This is a truly dangerous place to be however. According to Thomas Jefferson:
An educated citizenry is a vital requisite for our survival as a free people. (Paraphrased)
Without accurate information, we can’t make educated and informed judgments about those who govern us and those who would govern us. It’s as simple as that.
The media needs to do a better job
There was a great example of this on twitter last Thursday, when Miranda Devine – of Daily Terrorgraph fame – tweeted back at people who were trying to explain to her that Australia does not take the highest number of refugees per capita. In her tweet – shown on the right – Devine actually provides a link to the Refugee Council of Australia’s page which explicitly states that Australia is 27th in the world in regards to its refugee per capita intake. Clearly Devine didn’t even bother to read her own link.
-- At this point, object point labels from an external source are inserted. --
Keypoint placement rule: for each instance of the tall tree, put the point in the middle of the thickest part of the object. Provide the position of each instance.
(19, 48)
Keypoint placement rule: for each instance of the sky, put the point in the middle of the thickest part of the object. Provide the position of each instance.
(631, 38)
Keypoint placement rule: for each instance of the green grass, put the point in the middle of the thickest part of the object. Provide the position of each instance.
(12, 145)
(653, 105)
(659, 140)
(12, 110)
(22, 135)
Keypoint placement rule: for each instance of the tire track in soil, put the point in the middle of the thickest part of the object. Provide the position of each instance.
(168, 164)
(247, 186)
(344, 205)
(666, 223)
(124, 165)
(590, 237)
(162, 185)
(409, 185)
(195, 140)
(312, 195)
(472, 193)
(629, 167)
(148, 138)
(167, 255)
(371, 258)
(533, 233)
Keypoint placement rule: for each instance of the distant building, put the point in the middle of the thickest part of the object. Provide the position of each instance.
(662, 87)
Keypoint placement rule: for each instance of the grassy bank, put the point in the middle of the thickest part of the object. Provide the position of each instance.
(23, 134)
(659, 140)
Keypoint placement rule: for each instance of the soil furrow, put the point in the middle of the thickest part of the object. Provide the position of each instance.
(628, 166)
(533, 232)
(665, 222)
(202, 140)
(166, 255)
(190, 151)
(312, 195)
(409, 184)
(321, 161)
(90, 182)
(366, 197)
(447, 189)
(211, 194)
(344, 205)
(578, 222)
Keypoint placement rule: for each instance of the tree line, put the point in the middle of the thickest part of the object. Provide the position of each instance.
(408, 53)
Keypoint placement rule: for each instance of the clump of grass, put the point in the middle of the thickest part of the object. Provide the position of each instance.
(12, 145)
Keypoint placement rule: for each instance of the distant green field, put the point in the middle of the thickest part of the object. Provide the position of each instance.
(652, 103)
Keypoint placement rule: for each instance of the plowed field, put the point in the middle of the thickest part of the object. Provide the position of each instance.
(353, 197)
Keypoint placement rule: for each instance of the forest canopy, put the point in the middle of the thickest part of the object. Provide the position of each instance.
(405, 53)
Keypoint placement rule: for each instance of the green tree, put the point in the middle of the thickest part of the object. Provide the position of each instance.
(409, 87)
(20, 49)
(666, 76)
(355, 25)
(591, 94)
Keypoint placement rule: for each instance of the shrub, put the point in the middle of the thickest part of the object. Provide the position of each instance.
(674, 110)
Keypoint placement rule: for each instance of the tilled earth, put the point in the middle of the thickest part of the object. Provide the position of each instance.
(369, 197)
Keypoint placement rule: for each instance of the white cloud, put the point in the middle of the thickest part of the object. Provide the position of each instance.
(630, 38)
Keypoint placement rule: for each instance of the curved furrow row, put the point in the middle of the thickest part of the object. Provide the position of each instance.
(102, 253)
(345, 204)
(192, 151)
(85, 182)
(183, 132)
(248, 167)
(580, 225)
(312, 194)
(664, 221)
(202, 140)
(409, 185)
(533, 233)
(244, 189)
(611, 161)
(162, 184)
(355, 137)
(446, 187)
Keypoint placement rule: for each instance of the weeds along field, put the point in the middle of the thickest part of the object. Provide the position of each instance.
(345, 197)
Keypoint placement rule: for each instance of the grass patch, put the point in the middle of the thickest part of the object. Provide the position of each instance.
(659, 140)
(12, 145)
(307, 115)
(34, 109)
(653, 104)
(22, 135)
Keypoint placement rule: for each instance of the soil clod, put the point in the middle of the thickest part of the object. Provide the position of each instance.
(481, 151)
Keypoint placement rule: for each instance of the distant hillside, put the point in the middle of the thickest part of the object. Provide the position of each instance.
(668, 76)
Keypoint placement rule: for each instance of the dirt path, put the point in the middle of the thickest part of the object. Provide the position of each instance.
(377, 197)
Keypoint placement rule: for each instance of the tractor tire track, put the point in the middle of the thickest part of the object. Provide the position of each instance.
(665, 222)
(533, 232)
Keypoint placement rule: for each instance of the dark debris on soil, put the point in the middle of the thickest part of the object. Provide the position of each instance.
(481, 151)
Truthiness is out there – so be alert
So as I’ve said before – and will undoubtedly say again – be alert and alarmed people, our democracy is under threat, not from terrorists, but from the lack of transparent, accountable and truthful government. In the words of George Orwell:
“In a time of universal deceit – telling the truth is a revolutionary act.”
Update on 11 September
Since originally publishing this article, the ABS have released job numbers for August which also include ‘rebenchmarked data’ back to 2011, which drops the number of employed people in September 2013 by a significant number. They had apparently made an error in the previous numbers following on from a delay in processing passenger cards by the Department of Immigration. If this is correct – and I say ‘if’ because it’s a massive error if it is one – then this reduces the number of employed people in September 2013 to 11,452,500.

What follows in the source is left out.